Beta Bank customers are leaving: little by little, chipping away every month. The bankers
figured out it’s cheaper to save the existing customers rather than to attract new ones.
We need to predict whether a customer will leave the bank soon. You have the data on
clients’ past behavior and termination of contracts with the bank.
Build a model with the maximum possible F1 score. To pass the project, you need an F1
score of at least 0.59. Check the F1 for the test set.
Additionally, measure the AUC-ROC metric and compare it with the F1.
- Download and prepare the data. Explain the procedure.
- Examine the balance of classes. Train the model without taking into account the
imbalance. Briefly describe your findings.
- Improve the quality of the model. Make sure you use at least two approaches to
fixing class imbalance. Use the training set to pick the best parameters. Train
different models on training and validation sets. Find the best one. Briefly
describe your findings.
- Perform the final testing.
● Dataset URL (CSV File): https://bit.ly/2XZK7Bo Data description
○ RowNumber — data string index
○ CustomerId — unique customer identifier
○ Surname — surname
○ CreditScore — credit score
○ Geography — country of residence
○ Gender — gender
○ Age — age
○ Tenure — period of maturation for a customer’s fixed deposit (years)
○ Balance — account balance
○ NumOfProducts — number of banking products used by the customer
○ HasCrCard — customer has a credit card
○ IsActiveMember — customer’s activeness
○ EstimatedSalary — estimated salary
○ Exited — сustomer has left
We’ve put together the evaluation criteria for the project. Read this carefully before
moving on to the task.
● How did you prepare the data for training?

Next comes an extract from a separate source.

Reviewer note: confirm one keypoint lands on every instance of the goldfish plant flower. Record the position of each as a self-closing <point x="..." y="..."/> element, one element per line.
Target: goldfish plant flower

Have you processed all of the feature
types?
● Have you explained the preprocessing steps well enough?
● How did you investigate the balance of classes?
● Did you study the model without taking into account the imbalance of classes?
● What are your findings of the task research?
● Have you correctly split the data into sets?
● How have you worked with the imbalance of classes?
● Did you use at least two techniques for imbalance fixing?
● Have you performed the model training, validation, and final testing correctly?
● How high is your F1 score?
● Did you examine the AUC-ROC values?
● Have you kept to the project structure and kept the code neat?
You can use the CRISP-DM methodology that we’ve used in the past, whose approach
will help you address the above questions.